NSF Scholarships in STEM or (S-STEM) have a specific focus on supporting students with limited financial means, as well as to provide expanded opportunities for students from underrepresented communities. The S-STEM program’s activities have included career and student success workshops, both in group and individual settings, as well as an array of academic trips and research opportunities. Students traveled to academic conferences and participated in tours of NASA/Goddard Space Flight Center and the National Cryptologic Museum. Scholars regularly met with mentors for guidance in academics and career planning. In the final year of the program, scholars completed a research project on a STEM topic of their choice.
NSF awards are highly-competitive and to be awarded one shows a superior level of confidence in Notre Dame’s ability to successfully propel women into these challenging and in-demand fields.
Dr. Franklin said this kind of affirmation underscores the impact of Notre Dame. “We believe that we can make a difference at a time when the attrition in the engineering field is still significant for women.” This involves helping students find mentors, and professors helping students to prepare for the rigors of the field in a supportive environment.

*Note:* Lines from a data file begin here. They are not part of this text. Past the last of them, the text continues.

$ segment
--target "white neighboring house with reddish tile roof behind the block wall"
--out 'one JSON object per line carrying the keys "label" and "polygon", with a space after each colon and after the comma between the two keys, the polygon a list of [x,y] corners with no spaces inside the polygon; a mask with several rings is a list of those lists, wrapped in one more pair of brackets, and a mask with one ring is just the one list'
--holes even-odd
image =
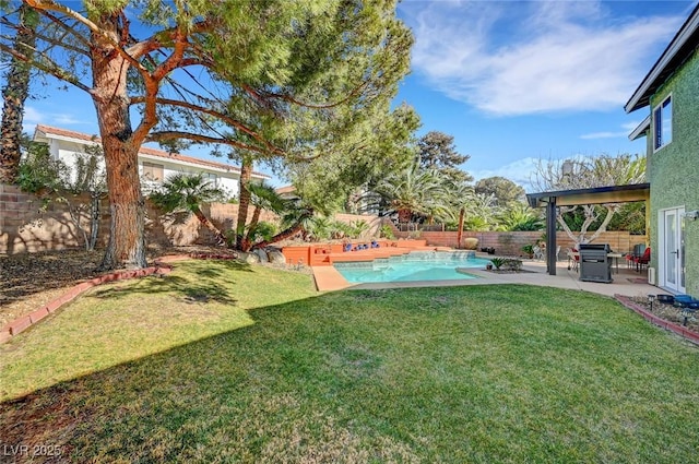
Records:
{"label": "white neighboring house with reddish tile roof behind the block wall", "polygon": [[[50,126],[37,124],[34,132],[36,142],[47,143],[51,157],[60,159],[68,166],[73,166],[76,154],[84,153],[85,146],[99,145],[98,136]],[[203,172],[215,186],[223,189],[229,197],[238,194],[240,168],[224,163],[186,156],[178,153],[167,153],[162,150],[142,146],[139,151],[139,172],[144,191],[157,189],[168,176],[178,172]],[[261,172],[252,174],[253,180],[270,179]]]}

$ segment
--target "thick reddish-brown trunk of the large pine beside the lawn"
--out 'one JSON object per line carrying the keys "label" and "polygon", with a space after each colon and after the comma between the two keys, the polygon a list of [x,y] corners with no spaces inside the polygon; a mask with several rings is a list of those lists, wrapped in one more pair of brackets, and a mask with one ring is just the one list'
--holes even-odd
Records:
{"label": "thick reddish-brown trunk of the large pine beside the lawn", "polygon": [[[118,20],[100,17],[100,28],[115,41],[121,39]],[[109,41],[93,35],[93,102],[107,165],[111,224],[102,270],[141,269],[145,257],[145,202],[139,179],[140,142],[134,142],[129,116],[127,71],[129,63]]]}

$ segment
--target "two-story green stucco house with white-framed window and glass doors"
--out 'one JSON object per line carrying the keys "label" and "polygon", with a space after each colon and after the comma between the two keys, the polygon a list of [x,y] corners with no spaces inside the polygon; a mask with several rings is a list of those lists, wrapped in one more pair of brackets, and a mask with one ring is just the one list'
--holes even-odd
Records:
{"label": "two-story green stucco house with white-framed window and glass doors", "polygon": [[648,117],[650,269],[668,292],[699,297],[699,5],[625,106]]}

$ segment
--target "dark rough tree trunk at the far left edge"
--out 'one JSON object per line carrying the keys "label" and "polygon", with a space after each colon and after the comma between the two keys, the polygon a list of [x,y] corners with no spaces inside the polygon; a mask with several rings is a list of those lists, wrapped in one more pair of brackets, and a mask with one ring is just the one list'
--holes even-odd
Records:
{"label": "dark rough tree trunk at the far left edge", "polygon": [[[20,7],[20,24],[13,47],[21,53],[32,57],[36,37],[36,23],[27,19],[32,9],[26,4]],[[20,140],[22,138],[22,120],[24,119],[24,102],[29,94],[29,71],[32,67],[25,61],[12,58],[7,73],[7,84],[2,90],[4,107],[2,109],[1,144],[0,144],[0,182],[14,183],[20,166]]]}

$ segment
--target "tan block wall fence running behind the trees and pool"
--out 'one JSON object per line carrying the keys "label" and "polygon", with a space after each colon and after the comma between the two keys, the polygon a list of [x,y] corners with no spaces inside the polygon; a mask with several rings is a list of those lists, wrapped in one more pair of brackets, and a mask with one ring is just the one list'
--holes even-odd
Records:
{"label": "tan block wall fence running behind the trees and pool", "polygon": [[[83,198],[83,201],[87,201]],[[42,201],[31,194],[22,192],[15,186],[0,183],[0,254],[21,252],[36,252],[80,248],[83,245],[80,231],[71,222],[67,206],[51,202],[46,212],[40,212]],[[100,204],[102,219],[99,224],[98,242],[104,246],[109,233],[109,203],[104,200]],[[158,246],[213,245],[214,237],[209,230],[200,226],[196,217],[163,217],[153,205],[146,201],[146,237],[149,243]],[[204,206],[204,214],[222,229],[230,229],[238,217],[238,205],[229,203],[213,203]],[[252,215],[252,211],[249,212]],[[367,237],[376,236],[381,224],[391,224],[377,216],[337,214],[335,219],[345,223],[364,221],[369,225]],[[277,217],[263,212],[261,221],[276,223]],[[84,218],[87,225],[87,218]],[[410,238],[414,233],[400,233],[394,229],[396,238]],[[478,239],[479,248],[495,248],[496,254],[523,255],[521,248],[528,243],[535,243],[542,237],[542,231],[464,231],[463,237]],[[420,239],[427,240],[429,246],[457,247],[455,231],[422,231]],[[556,236],[561,247],[561,255],[573,246],[565,233]],[[609,243],[617,252],[627,252],[636,243],[644,243],[645,236],[629,235],[626,231],[607,231],[595,240],[597,243]]]}

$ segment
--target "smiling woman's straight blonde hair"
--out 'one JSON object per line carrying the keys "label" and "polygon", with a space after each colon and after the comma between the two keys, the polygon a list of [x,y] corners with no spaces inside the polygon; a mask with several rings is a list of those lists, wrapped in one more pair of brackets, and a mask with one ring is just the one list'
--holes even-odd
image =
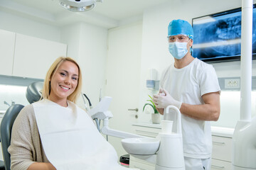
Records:
{"label": "smiling woman's straight blonde hair", "polygon": [[78,100],[78,97],[82,91],[82,74],[81,74],[81,70],[80,70],[78,63],[75,62],[75,60],[73,60],[70,57],[58,57],[55,60],[55,62],[53,62],[53,64],[50,66],[50,69],[48,69],[48,72],[46,74],[46,79],[43,83],[43,91],[42,91],[41,98],[47,98],[47,99],[49,98],[49,96],[50,96],[50,79],[53,77],[55,72],[58,70],[58,67],[60,67],[60,65],[66,61],[73,62],[78,67],[78,85],[77,85],[75,91],[73,92],[73,94],[70,94],[70,96],[68,96],[69,101],[76,103],[76,101]]}

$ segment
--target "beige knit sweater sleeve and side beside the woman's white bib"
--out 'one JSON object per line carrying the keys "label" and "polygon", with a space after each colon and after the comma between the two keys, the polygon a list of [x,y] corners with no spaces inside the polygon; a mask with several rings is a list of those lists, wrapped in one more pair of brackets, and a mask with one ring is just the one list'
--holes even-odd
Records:
{"label": "beige knit sweater sleeve and side beside the woman's white bib", "polygon": [[41,145],[32,105],[18,114],[11,131],[11,170],[26,170],[33,162],[49,162]]}

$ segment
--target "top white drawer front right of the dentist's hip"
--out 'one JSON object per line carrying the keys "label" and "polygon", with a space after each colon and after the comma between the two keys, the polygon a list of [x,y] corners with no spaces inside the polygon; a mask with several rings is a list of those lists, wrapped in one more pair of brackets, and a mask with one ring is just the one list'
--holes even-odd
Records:
{"label": "top white drawer front right of the dentist's hip", "polygon": [[213,159],[231,162],[232,138],[213,136]]}

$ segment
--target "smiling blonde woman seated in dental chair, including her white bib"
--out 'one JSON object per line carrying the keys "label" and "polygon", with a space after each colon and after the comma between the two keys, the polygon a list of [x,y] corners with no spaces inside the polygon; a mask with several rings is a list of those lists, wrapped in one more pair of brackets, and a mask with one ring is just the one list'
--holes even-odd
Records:
{"label": "smiling blonde woman seated in dental chair, including her white bib", "polygon": [[[15,120],[11,169],[123,169],[114,148],[75,105],[81,87],[77,62],[69,57],[55,60],[46,74],[43,99],[24,107]],[[97,159],[100,164],[95,164]]]}

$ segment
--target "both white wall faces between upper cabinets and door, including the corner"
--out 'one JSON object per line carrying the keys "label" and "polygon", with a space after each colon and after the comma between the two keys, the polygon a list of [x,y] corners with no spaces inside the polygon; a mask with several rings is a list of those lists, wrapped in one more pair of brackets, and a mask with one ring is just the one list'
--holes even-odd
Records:
{"label": "both white wall faces between upper cabinets and door, including the corner", "polygon": [[[68,44],[68,56],[78,61],[82,69],[82,92],[96,106],[100,89],[105,94],[105,63],[107,29],[87,23],[75,23],[61,30],[61,41]],[[84,106],[82,99],[78,103]]]}

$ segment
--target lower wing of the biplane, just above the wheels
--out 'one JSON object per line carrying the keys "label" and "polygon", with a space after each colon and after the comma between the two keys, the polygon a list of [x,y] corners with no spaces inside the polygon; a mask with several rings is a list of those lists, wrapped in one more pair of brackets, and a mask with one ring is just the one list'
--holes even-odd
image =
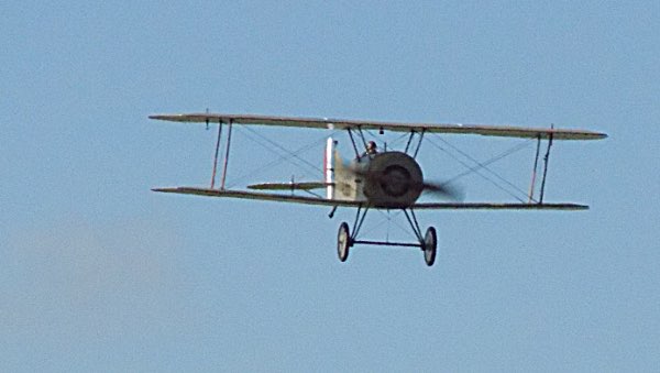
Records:
{"label": "lower wing of the biplane, just above the wheels", "polygon": [[[326,199],[319,197],[292,196],[282,194],[254,193],[245,190],[219,190],[196,187],[156,188],[154,191],[176,193],[208,197],[228,197],[242,199],[258,199],[279,202],[293,202],[330,207],[364,207],[366,202],[356,200]],[[588,206],[575,204],[483,204],[483,202],[440,202],[415,204],[414,209],[451,209],[451,210],[586,210]]]}

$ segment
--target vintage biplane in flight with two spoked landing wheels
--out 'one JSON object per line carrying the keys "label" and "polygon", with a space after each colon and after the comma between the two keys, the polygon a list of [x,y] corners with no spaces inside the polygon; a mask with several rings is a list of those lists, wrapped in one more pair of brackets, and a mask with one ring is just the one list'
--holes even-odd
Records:
{"label": "vintage biplane in flight with two spoked landing wheels", "polygon": [[[588,206],[571,202],[547,202],[543,200],[546,177],[550,150],[554,141],[564,140],[600,140],[605,133],[550,128],[522,128],[513,125],[482,124],[432,124],[432,123],[400,123],[384,121],[339,120],[288,118],[253,114],[221,114],[221,113],[185,113],[155,114],[148,118],[173,122],[194,122],[218,124],[218,139],[213,158],[213,169],[210,187],[172,187],[154,188],[160,193],[197,195],[207,197],[227,197],[306,204],[330,208],[332,218],[338,208],[356,209],[352,226],[342,222],[337,237],[337,253],[341,262],[345,262],[351,248],[358,244],[416,248],[421,250],[428,266],[433,265],[438,246],[436,228],[429,227],[422,233],[416,211],[421,210],[586,210]],[[304,128],[316,130],[333,130],[345,132],[351,142],[355,156],[351,161],[341,158],[337,150],[337,141],[328,138],[324,149],[323,178],[311,182],[262,183],[249,185],[243,189],[226,188],[227,167],[230,155],[232,127],[239,125],[275,125],[285,128]],[[227,128],[224,144],[223,168],[220,186],[216,187],[216,173],[222,138],[222,129]],[[404,149],[385,149],[377,151],[373,141],[367,141],[365,132],[403,132],[407,138]],[[429,134],[470,134],[482,136],[519,138],[536,140],[534,169],[527,201],[515,202],[465,202],[462,193],[448,183],[432,183],[425,179],[417,155]],[[538,189],[537,173],[540,167],[539,156],[542,144],[546,154],[542,158],[542,176],[540,179],[540,196],[535,197]],[[360,149],[366,151],[361,151]],[[403,147],[403,146],[402,146]],[[318,194],[295,194],[294,191],[310,191],[324,189],[324,196]],[[439,195],[443,201],[419,200],[422,191]],[[413,242],[392,242],[389,240],[365,240],[360,237],[361,228],[370,210],[400,210],[409,223],[414,234]]]}

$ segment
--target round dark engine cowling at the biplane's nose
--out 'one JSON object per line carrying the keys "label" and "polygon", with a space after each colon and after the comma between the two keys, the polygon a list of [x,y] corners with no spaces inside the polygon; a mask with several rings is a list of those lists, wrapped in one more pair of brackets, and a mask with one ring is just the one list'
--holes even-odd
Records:
{"label": "round dark engine cowling at the biplane's nose", "polygon": [[419,164],[403,152],[372,156],[364,177],[364,196],[377,207],[405,208],[419,198],[424,175]]}

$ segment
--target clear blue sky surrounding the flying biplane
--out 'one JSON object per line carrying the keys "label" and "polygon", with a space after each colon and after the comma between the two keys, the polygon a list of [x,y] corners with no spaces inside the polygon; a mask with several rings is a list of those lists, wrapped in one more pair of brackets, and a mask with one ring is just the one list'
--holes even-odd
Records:
{"label": "clear blue sky surrounding the flying biplane", "polygon": [[[3,2],[0,370],[658,370],[659,24],[658,1]],[[351,211],[150,191],[207,185],[215,138],[146,117],[206,108],[610,138],[554,147],[547,198],[587,212],[426,212],[435,267],[339,263]],[[273,156],[234,145],[230,178]],[[525,188],[532,151],[494,168]]]}

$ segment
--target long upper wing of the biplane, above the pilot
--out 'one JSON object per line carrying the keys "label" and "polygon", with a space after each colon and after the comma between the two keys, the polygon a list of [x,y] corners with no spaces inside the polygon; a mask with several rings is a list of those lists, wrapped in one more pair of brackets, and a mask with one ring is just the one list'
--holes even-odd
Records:
{"label": "long upper wing of the biplane, above the pilot", "polygon": [[377,122],[362,120],[343,120],[328,118],[292,118],[292,117],[270,117],[270,116],[243,116],[243,114],[216,114],[216,113],[190,113],[190,114],[156,114],[150,116],[151,119],[167,120],[174,122],[229,122],[240,124],[263,124],[299,127],[312,129],[363,129],[377,131],[398,131],[398,132],[432,132],[432,133],[463,133],[480,134],[485,136],[505,136],[505,138],[541,138],[553,140],[598,140],[607,138],[607,134],[586,130],[570,129],[540,129],[522,128],[513,125],[484,125],[484,124],[442,124],[442,123],[398,123],[398,122]]}

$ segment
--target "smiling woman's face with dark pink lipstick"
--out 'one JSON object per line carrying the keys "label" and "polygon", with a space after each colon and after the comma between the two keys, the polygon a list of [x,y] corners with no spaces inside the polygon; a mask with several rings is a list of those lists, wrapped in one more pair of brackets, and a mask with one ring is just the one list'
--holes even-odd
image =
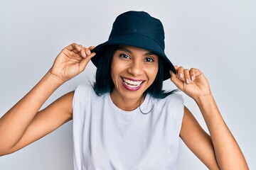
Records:
{"label": "smiling woman's face with dark pink lipstick", "polygon": [[122,45],[114,52],[111,77],[112,98],[138,100],[151,86],[159,69],[158,56],[149,50]]}

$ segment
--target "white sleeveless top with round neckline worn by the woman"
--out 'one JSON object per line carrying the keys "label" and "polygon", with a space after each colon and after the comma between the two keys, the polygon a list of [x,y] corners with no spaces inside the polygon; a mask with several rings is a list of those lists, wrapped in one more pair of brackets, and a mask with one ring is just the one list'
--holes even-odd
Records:
{"label": "white sleeveless top with round neckline worn by the woman", "polygon": [[80,84],[73,97],[75,170],[176,169],[183,97],[149,94],[140,109],[122,111],[110,94]]}

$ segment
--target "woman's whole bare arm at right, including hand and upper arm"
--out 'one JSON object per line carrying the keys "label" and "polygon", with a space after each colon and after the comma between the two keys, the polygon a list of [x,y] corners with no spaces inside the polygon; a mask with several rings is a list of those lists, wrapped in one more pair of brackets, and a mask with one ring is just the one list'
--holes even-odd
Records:
{"label": "woman's whole bare arm at right, including hand and upper arm", "polygon": [[[181,138],[186,145],[206,166],[217,162],[220,169],[248,169],[238,143],[218,110],[206,77],[198,69],[188,70],[176,67],[176,70],[177,74],[171,74],[171,81],[196,101],[210,132],[210,136],[208,136],[201,130],[190,111],[185,108]],[[194,135],[196,142],[192,140],[193,137],[189,138],[188,135]],[[208,157],[205,157],[206,153],[202,148],[206,148]]]}

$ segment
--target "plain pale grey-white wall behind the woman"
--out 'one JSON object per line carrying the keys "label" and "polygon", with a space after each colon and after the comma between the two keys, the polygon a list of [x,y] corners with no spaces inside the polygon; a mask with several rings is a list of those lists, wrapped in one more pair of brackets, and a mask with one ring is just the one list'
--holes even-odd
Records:
{"label": "plain pale grey-white wall behind the woman", "polygon": [[[0,1],[0,116],[50,69],[72,42],[105,42],[116,16],[147,11],[164,24],[166,54],[174,64],[206,74],[223,118],[250,169],[256,169],[256,3],[250,0],[9,0]],[[93,80],[95,67],[60,87],[46,104]],[[165,89],[174,89],[171,81]],[[186,106],[203,128],[196,104]],[[0,139],[1,140],[1,139]],[[20,151],[0,157],[0,169],[73,169],[72,121]],[[181,141],[178,169],[206,169]]]}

Dr. Yam emphasizes how valuable Notre Dame alumnae can be to help current students succeed. “I cannot speak strongly enough about engaging successful graduates in mentoring roles.”
Chevonne Bowen ’20 agrees, “I really do feel it’s good for young girls to have mentors.”
And, it is not just NDMU’s alumnae, or professors taking on the role of mentor. Undergraduates like Bowen and Sarah Hasnain ’19 are becoming positive role models for younger students.
Hasnain established a campus chapter of the Society of Women Engineers in her first semester at Notre Dame. She described her goal to “foster a support system and serve as a bridge between academia and industry for students pursuing careers in STEM fields.”
She serves as president and Bowen is vice president. The group already has about 10 campus members and access to conferences and networking opportunitiesthat they never had previously.
They follow the tradition of the venerable SSNDs honored in the lobby of the Knott Science Building, who never second guessed their ability to be scientists, and to help and inspire other women to follow in their footsteps.